Birgit Vanderbeke

abgehängt

Cover: abgehängt
S. Fischer Verlag, Frankfurt am Main 2001
ISBN 9783100870209
Gebunden, 128 Seiten, 17,38 EUR

Klappentext

Den Himmel kann man nicht abhängen - alles andere schon. Ein anonymer Anrufer bringt den Alltag einer Schriftstellerin aus dem Rhythmus. Er beschimpft sie mit einer eigentümlich warmen Stimme. Als ob nichts gewesen wäre, erledigt sie aber weiterhin ihre Post, geht zum Sushi-Essen und überlegt, wie sie ihrer Tochter eine Tätowierung ausreden könnte. Auch wenn sich nichts wirklich verändert hat, ist doch alles anders geworden. Sie spürt die Angst im Rücken, fühlt sich beobachtet, und vielleicht gibt es ja auch jemanden, der sie ganz einfach abknallen will. Erst als sie sich eine Platte ihres Mannes Serge auflegt, eines Jazzmusikers, kann sie für kurze Zeit vergessen, dass nicht mehr alles in Ordnung ist ...

Rezensionsnotiz zu Frankfurter Rundschau, 31.05.2001

Anton Thuswaldner gibt eine Verlustanzeige auf: zu beklagen ist Birgit Vanderbeke als Hoffnungsträgerin der deutschen Literatur. Ihre Texte, bedauert er, haben an Substanz verloren. Vanderbeke produziere nach ihren ersten literarische Erfolgen nun einen Text nach dem anderen. Was dabei herauskommt, definiert Thuswaldner als gefällige Prosa: angenehm zu lesen, aber ohne dass "einem etwas dabei nachgehe". Woran macht sich dies nun an ihrem neusten Buch fest? Eine Antwort darauf deutet sich zunächst durch die zu Beginn der Rezension gestellt Frage an: Was geschieht, wenn nichts geschieht? Thuswaldner konstatiert, dass Vanderbeke offensichtlich keinen Stoff braucht. In ihrem neuen Buch geht es um eine Frau, die sich völlig von der Außenwelt abschirmt und die sich im Kopf die Wirklichkeit zurechtbiegt. Der Leser, so der Rezensent, befindet sich direkt im Kopf der Erzählerin und erlebt die Welt nur als das, was sich in diesem Kopf befinde. "Das ergibt ein sehr beengtes Stück Literatur", konstatiert Thuswaldner kritisch. Er kann sich nicht mit den "ausladenden Selbstgesprächen, Monologen und Einflüsterungen der Seele und des Gedächtnisses" der Erzählerin anfreunden. Resultat dieser Gedanken, "die keinen Punkt machen", seien Sätze, die sich zu Monstern auswachsen. Literatur, auf die wir warten, ist das jedenfalls nicht, findet er.

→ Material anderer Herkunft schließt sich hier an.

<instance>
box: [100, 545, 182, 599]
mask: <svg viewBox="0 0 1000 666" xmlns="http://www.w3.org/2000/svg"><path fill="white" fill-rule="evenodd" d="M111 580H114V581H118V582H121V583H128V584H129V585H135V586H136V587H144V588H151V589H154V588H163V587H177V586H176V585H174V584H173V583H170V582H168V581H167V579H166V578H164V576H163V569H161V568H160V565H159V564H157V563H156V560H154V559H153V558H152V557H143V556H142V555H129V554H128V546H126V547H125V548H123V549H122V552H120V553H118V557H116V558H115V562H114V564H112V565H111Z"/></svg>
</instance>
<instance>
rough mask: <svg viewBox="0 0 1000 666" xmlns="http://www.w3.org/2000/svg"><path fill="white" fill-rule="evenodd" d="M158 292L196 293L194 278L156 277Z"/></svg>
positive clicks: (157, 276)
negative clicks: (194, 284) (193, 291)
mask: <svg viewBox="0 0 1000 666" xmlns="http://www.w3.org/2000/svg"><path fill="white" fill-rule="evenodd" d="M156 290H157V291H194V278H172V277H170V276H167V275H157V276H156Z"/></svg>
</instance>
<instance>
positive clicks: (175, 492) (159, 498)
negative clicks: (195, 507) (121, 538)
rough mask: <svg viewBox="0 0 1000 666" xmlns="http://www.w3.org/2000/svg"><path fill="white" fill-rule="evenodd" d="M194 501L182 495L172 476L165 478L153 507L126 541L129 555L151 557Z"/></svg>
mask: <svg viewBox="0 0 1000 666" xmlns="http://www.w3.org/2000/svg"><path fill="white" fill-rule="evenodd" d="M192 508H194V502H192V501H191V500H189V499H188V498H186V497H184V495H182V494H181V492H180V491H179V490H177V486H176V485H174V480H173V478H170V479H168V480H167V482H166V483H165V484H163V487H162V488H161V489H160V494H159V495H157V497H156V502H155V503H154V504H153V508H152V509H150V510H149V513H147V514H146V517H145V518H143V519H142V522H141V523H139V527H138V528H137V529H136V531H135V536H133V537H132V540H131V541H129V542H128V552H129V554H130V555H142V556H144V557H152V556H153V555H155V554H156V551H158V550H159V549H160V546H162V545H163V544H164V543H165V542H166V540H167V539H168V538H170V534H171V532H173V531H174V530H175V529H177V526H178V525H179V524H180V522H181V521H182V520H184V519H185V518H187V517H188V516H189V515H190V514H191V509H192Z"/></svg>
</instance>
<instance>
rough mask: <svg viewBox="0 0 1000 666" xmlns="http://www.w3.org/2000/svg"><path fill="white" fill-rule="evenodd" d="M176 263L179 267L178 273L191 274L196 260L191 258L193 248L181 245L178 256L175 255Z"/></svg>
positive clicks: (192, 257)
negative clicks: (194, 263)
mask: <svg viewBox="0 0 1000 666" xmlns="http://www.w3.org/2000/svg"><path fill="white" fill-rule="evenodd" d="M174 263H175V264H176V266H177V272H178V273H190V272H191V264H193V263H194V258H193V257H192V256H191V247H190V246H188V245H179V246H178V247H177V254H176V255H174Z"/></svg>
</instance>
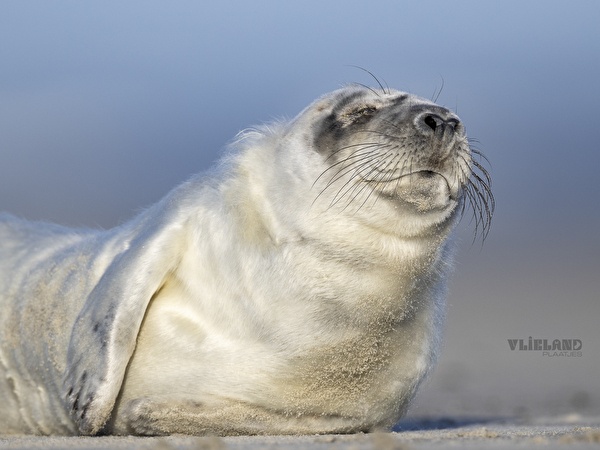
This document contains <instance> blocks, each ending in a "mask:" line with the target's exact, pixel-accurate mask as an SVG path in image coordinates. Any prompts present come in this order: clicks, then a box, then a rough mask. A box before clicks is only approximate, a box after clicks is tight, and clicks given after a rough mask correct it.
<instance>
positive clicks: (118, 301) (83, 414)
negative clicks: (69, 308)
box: [63, 217, 185, 434]
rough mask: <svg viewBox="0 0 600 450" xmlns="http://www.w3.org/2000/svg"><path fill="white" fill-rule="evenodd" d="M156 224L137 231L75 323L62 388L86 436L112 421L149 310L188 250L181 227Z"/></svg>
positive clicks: (114, 261)
mask: <svg viewBox="0 0 600 450" xmlns="http://www.w3.org/2000/svg"><path fill="white" fill-rule="evenodd" d="M150 218H152V217H150ZM156 222H158V223H156ZM156 222H154V223H153V222H152V221H151V220H147V221H146V222H145V224H144V223H142V225H140V227H139V229H138V230H137V231H136V232H134V234H135V237H134V238H133V239H131V240H130V241H129V245H128V248H127V249H126V250H125V251H124V252H122V253H121V254H119V255H118V256H117V257H116V258H115V259H114V260H113V262H112V263H111V264H110V265H109V267H108V268H107V270H106V272H105V273H104V274H103V276H102V277H101V279H100V281H99V282H98V284H97V285H96V286H95V288H94V289H93V290H92V292H91V293H90V295H89V297H88V298H87V300H86V303H85V306H84V308H83V310H82V311H81V313H80V314H79V316H78V318H77V321H76V322H75V325H74V327H73V331H72V334H71V339H70V343H69V350H68V354H67V369H66V373H65V379H64V385H63V388H64V395H65V403H66V407H67V408H68V410H69V412H70V414H71V417H72V419H73V420H74V422H75V423H76V425H77V427H78V428H79V431H80V432H81V433H83V434H96V433H98V432H99V431H100V430H101V429H102V427H103V426H104V424H105V423H106V421H107V420H108V418H109V416H110V414H111V411H112V408H113V406H114V403H115V400H116V398H117V395H118V394H119V390H120V389H121V385H122V382H123V378H124V376H125V370H126V368H127V364H128V363H129V360H130V358H131V356H132V354H133V351H134V349H135V344H136V339H137V335H138V332H139V329H140V326H141V323H142V320H143V318H144V314H145V311H146V308H147V306H148V304H149V302H150V300H151V298H152V296H153V295H154V293H155V292H156V291H157V290H158V289H160V287H161V285H162V284H163V283H164V280H165V277H166V276H167V275H168V274H169V273H170V272H172V271H174V270H175V268H176V267H177V264H178V261H179V260H180V258H181V253H182V251H183V248H185V247H184V245H185V242H182V240H183V239H184V233H182V230H181V226H179V225H178V224H176V223H170V224H169V223H166V224H164V225H161V223H160V221H159V220H157V221H156ZM163 222H164V221H163ZM144 225H145V226H144Z"/></svg>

Rezensionsnotiz zu Süddeutsche Zeitung, 24.03.2001

Meike Fessmann hat ihren Spaß an den fast alljährlichen Neuveröffentlichungen von Birgit Vanderbeke, weil sie die Autorin für eine gute Chronistin des Zeitenwandels hält, auch wenn die Bücher sich vom Grundton und von dem "das Alltägliche umkreisenden Stil" her ähneln. Mit der neuen Erzählung "Abgehängt" greift die Autorin ein Motiv auf, an dem sie schon einmal in ihrer Erzählung "Alberta empfängt einen Liebhaber" gearbeitet hat - die Selbstreflexion des Schreibprozesses. Fessmann findet, dass die Autorin dieses Thema jetzt "auf erhellende Weise verschärft" und dazu den Zeitgeist in Form von Sushi-Bars, Handys und dem Diktat des finanziellen Erfolges für die Nachwelt mit Treffsicherheit beschreibt.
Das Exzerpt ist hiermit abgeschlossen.